Having been sworn in on November 12, 2014 to serve the remainder of Cantor’s term, Brat had barely found his seat when the “cromnibus” bill to keep the government operating came up for a vote. Brat, citing his pledge to adhere to the Virginia Republican Creed, voted nay. Each of 70 republicans who voted against the bill, explained Brat, represent about 700,000 people. Their action got the attention of the rules committee.

Brat then discussed the machinations of congress. Building consensus on an issue is only part of the task. The actual proposed legislation must be written to reflect that agreement. So far, it sounds like Brat is reading bills he votes on.

The Senate, Brat contended, is “like royalty” with horrendous rules. Procedure, in both houses, he said, is all important.
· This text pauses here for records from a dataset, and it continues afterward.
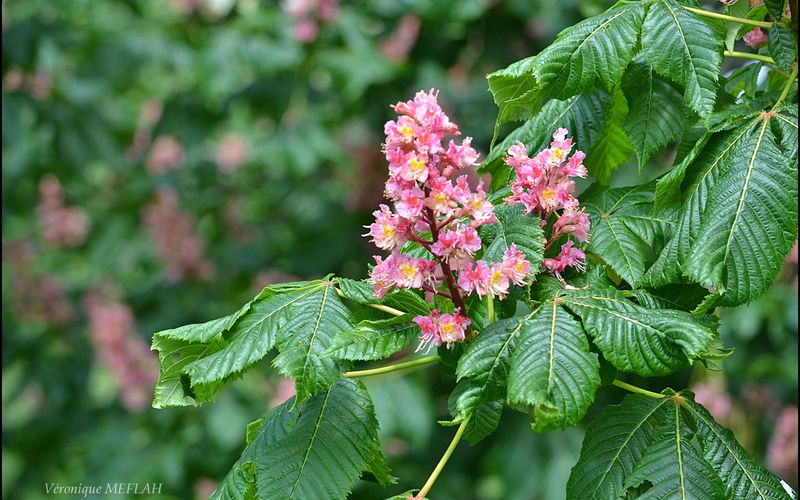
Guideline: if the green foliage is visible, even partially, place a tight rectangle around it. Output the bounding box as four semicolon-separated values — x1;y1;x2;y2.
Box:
584;87;634;183
481;204;544;269
769;25;798;73
212;379;391;500
568;393;793;499
325;315;419;361
641;0;725;118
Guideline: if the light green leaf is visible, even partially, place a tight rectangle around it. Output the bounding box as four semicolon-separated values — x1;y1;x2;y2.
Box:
481;204;544;272
641;0;725;117
624;399;725;499
324;315;419;361
561;289;716;376
567;394;672;500
507;300;601;432
622;58;688;170
487;1;644;125
685;118;798;305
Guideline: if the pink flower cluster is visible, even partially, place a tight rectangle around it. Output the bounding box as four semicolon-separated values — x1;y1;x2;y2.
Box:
283;0;338;43
743;27;768;48
503;129;590;281
37;175;91;249
366;89;534;351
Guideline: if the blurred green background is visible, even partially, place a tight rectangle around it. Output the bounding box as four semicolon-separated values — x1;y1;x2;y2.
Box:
2;1;796;499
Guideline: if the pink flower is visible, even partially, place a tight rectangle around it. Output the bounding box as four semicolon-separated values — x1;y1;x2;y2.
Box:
486;263;511;299
413;312;441;353
431;230;461;259
413;308;470;353
553;208;590;242
743;28;768;48
444;137;479;169
500;244;531;285
562;151;587;178
392;254;436;289
370;254;398;298
366;204;408;250
458;260;491;296
543;241;586;276
458;226;482;254
396;187;425;219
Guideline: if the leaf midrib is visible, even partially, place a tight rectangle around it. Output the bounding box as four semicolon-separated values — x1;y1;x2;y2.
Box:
289;387;333;498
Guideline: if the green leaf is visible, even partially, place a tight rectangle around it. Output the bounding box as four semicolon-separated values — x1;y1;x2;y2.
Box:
622;58;688;170
444;386;504;446
641;0;725;117
624;399;725;499
769;24;798;72
773;104;798;160
243;379;389;500
324;315;419;361
561;289;716;376
586;87;634;183
481;204;544;271
567;394;672;500
684;118;798;306
724;0;751;52
684;397;795;499
653;127;712;214
765;0;786;20
272;283;355;403
487;1;644;125
583;183;673;286
506;300;601;432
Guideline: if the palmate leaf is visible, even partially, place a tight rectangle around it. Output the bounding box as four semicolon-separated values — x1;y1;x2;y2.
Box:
561;289;716;376
641;0;725;117
506;299;601;432
685;117;798;306
586;87;634;183
486;1;644;126
152;280;356;408
324;315;419;361
212;379;391;500
567;395;672;500
684;398;795;499
481;204;544;271
624;399;725;499
583;182;674;286
622;57;688;170
569;393;791;500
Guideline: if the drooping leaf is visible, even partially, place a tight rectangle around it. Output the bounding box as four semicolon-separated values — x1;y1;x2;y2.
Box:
481;204;544;271
566;394;672;500
234;378;390;500
444;383;504;446
624;398;725;499
561;289;716;376
685;118;798;306
586;87;634;183
506;299;601;432
583;182;673;286
684;397;796;499
487;1;644;126
325;315;419;361
622;57;688;170
769;25;797;72
765;0;786;20
641;0;725;117
271;283;355;402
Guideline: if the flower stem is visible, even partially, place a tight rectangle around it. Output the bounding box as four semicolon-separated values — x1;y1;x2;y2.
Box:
772;63;798;111
486;294;496;325
683;6;773;28
612;379;665;399
343;355;440;378
334;288;406;317
724;50;776;64
415;415;471;499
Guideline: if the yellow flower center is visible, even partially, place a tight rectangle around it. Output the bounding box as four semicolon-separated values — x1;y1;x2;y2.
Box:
410;157;425;172
401;263;417;279
541;189;555;202
400;125;414;138
552;148;565;161
434;193;447;205
383;225;395;237
440;322;455;335
490;269;503;284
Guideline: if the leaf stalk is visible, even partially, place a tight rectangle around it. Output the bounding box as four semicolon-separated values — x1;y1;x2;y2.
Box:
612;379;665;399
415;415;472;499
724;50;776;64
683;6;773;28
343;355;440;378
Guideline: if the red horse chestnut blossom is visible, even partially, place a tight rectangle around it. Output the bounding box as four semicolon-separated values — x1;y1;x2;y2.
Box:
502;128;590;283
366;89;534;351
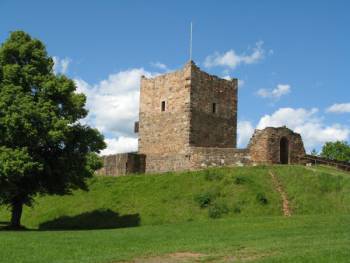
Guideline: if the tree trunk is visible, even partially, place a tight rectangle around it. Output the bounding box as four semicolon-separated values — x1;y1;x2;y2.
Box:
10;201;23;228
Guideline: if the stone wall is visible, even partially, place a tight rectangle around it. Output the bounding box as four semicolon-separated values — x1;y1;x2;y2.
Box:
189;147;250;169
190;63;238;148
98;127;307;175
144;148;250;173
97;153;146;176
248;127;305;164
144;154;191;173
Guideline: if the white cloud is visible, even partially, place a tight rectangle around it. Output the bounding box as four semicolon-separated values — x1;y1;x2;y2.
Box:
237;121;255;148
75;68;156;155
53;56;71;74
326;103;350;113
204;41;265;69
257;107;349;150
257;84;291;99
150;62;169;71
101;137;138;155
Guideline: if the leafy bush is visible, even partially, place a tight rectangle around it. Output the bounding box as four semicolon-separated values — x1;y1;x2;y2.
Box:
194;192;214;208
194;187;221;208
256;192;268;205
204;170;224;181
208;201;229;219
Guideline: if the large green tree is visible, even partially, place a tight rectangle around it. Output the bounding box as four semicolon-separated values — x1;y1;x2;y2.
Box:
0;31;106;228
320;141;350;163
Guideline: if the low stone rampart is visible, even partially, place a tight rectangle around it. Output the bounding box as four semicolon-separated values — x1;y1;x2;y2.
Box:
97;153;145;176
189;147;250;169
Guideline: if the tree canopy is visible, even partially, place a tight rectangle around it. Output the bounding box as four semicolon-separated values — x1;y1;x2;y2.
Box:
0;31;106;228
320;141;350;163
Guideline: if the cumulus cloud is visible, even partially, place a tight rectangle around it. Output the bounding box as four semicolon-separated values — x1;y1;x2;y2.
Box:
237;121;255;148
150;61;169;71
53;56;71;74
204;41;265;69
257;107;349;150
257;84;291;99
75;68;156;154
101;137;138;155
326;103;350;113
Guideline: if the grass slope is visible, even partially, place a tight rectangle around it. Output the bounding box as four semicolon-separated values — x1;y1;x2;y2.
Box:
0;165;349;229
272;165;350;215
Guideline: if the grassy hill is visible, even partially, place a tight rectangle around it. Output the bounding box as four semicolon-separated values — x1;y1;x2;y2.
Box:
1;165;350;263
0;165;349;229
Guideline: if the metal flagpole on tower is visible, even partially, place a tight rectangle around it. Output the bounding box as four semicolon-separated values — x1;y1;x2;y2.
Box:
190;22;193;61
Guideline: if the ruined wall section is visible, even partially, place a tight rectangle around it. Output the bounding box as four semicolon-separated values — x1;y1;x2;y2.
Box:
189;63;238;148
248;127;306;164
97;153;146;176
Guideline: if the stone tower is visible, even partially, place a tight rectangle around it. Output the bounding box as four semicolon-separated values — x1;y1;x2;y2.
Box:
138;61;238;172
99;61;306;176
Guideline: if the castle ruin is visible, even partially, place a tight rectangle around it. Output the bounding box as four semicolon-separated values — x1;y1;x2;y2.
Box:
98;61;306;176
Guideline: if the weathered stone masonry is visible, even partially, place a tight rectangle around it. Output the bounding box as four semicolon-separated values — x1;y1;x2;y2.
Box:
137;61;239;173
190;63;237;148
248;127;306;164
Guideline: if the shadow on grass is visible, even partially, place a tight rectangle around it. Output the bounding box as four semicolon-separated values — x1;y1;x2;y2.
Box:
0;221;11;231
38;209;140;230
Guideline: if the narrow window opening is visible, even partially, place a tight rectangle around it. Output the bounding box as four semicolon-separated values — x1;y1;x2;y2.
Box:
212;103;217;113
161;101;166;112
280;137;289;164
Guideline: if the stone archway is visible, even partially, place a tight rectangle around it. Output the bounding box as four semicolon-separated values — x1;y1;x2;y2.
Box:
280;137;289;164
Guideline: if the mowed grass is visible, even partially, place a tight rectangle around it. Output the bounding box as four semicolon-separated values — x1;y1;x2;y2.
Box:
0;215;350;263
1;165;350;262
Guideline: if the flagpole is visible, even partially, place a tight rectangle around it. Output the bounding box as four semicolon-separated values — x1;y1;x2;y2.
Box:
190;22;193;61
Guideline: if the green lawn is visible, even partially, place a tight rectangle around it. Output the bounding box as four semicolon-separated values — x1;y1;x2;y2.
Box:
1;214;349;263
1;165;350;262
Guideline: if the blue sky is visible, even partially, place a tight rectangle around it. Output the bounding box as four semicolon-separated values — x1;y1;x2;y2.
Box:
1;0;349;153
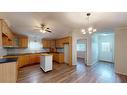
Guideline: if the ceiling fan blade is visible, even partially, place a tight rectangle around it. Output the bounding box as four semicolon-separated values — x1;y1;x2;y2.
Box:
46;30;52;33
33;28;40;30
34;26;42;28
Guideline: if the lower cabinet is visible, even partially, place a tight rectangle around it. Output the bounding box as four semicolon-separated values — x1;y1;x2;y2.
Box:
53;53;64;63
18;55;29;68
29;54;40;65
17;53;64;68
18;54;40;68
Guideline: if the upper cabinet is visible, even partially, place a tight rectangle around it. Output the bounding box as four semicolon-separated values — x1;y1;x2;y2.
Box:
50;40;55;48
18;36;28;48
0;19;28;48
55;39;64;48
42;39;51;48
42;37;71;49
1;19;15;47
55;37;71;48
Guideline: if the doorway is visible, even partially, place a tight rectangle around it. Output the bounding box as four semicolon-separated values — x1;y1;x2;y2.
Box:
98;33;114;63
76;39;87;64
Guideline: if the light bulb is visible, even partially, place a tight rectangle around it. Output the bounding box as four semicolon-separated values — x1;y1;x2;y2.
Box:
40;30;43;32
93;29;96;32
81;29;85;33
40;30;46;33
42;30;46;33
88;27;93;31
82;31;86;34
89;31;92;34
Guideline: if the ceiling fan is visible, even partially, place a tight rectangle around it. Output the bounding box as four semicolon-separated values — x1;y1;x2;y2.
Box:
34;24;52;33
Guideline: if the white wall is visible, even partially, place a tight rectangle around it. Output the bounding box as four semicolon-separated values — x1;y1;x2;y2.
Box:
115;28;127;75
91;33;99;65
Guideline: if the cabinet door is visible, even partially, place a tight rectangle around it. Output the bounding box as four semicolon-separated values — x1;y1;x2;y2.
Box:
18;56;24;68
56;39;63;48
18;55;29;68
50;40;55;48
1;20;8;36
59;54;64;63
19;37;28;48
42;40;51;48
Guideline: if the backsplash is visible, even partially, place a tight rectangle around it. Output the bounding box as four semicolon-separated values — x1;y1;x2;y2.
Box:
0;46;7;56
56;48;64;52
7;48;49;54
7;37;49;55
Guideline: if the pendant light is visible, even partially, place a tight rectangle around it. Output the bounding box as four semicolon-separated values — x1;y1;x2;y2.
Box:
81;13;97;34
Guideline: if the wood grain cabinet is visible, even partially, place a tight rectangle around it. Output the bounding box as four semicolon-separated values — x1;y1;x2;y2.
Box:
50;40;55;48
53;53;64;63
18;36;28;48
29;54;40;65
0;19;28;48
42;39;51;48
0;19;15;47
18;55;29;68
18;54;40;68
55;39;64;48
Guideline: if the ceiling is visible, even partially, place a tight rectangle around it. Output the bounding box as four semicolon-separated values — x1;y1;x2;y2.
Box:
0;12;127;39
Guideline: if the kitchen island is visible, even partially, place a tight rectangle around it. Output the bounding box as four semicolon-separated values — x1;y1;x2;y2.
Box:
40;53;53;72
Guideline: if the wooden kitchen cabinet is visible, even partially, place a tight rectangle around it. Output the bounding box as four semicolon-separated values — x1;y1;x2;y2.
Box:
18;54;40;68
58;53;64;63
19;36;28;48
50;40;55;48
53;53;64;63
29;54;38;64
0;19;15;47
42;39;51;48
55;39;64;48
18;55;29;68
0;19;28;48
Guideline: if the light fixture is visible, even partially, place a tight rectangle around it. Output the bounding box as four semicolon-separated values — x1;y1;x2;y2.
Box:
81;13;97;35
40;30;46;33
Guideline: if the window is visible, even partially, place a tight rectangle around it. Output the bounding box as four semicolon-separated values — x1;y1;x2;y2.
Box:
29;41;42;50
77;44;86;51
101;42;110;52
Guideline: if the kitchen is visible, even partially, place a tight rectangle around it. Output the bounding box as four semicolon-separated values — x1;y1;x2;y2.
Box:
0;19;72;83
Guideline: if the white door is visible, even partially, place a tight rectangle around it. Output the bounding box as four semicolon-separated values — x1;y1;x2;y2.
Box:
64;44;69;64
98;34;114;62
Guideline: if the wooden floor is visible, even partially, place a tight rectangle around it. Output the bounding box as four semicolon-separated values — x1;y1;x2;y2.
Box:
17;58;127;83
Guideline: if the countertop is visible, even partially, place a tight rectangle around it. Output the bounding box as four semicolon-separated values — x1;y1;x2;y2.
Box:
41;53;53;56
0;57;18;64
3;52;64;57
Even good bills can be derailed by failing to follow procedure.
Echoing his campaign comments, Brat said that the United States Constitution enumerates 18 powers for the federal government. Along the way, with the best of intentions, the government created programs to help widows, orphans, and the indigent overstepping its limits and paving the way for general welfare and imposition of an income tax to pay the bills.

Brat said that his background in ethics may be more helpful in Washington that his training as an economist. “They know that we’re putting all this spending on our kids’ credit cards to pay the bill down the road.” He said that there are no lobbyists in Washington protecting the interests of your people.

The President, said Brat, has a lot of power and the Congress needs to get serious on defunding programs. That could be problematic. He contended that the messaging coming out of the GOP is flat footed; in spite of having the largest majority in 80 years, republican leadership seems to feel “now is not the time to screw it up by taking stands.”

Brat characterized the current business climate as being on a “sugar high of Fed stimulus” to keep the business climate stable. When rates start to rise, “that stability goes under the bus,” he said.

Free markets, said Brat, are a social choice and right now, America is going the other way. He said that it is not the government’s function to create jobs, but rather to create an environment of low taxes and regulations that encourages free enterprise to flourish.

Brat cautioned the audience to keep tabs on legislation to fund border security, which he believes is a Trojan horse for amnesty.

Although Brat voted against reelection John Boehner of Ohio as Speaker of the House, he praised Boehner for inviting Israeli Prime Minister Benjamin Netanyahu to speak to Congress about Iran’s nuclear program.

Bart reiterated his pledge to serve no more than 12 years in Congress regardless of term limits. The 7th District voters proved last year, however, that they don’t need no stinkin’ term limits. That’s what the ballot box is for.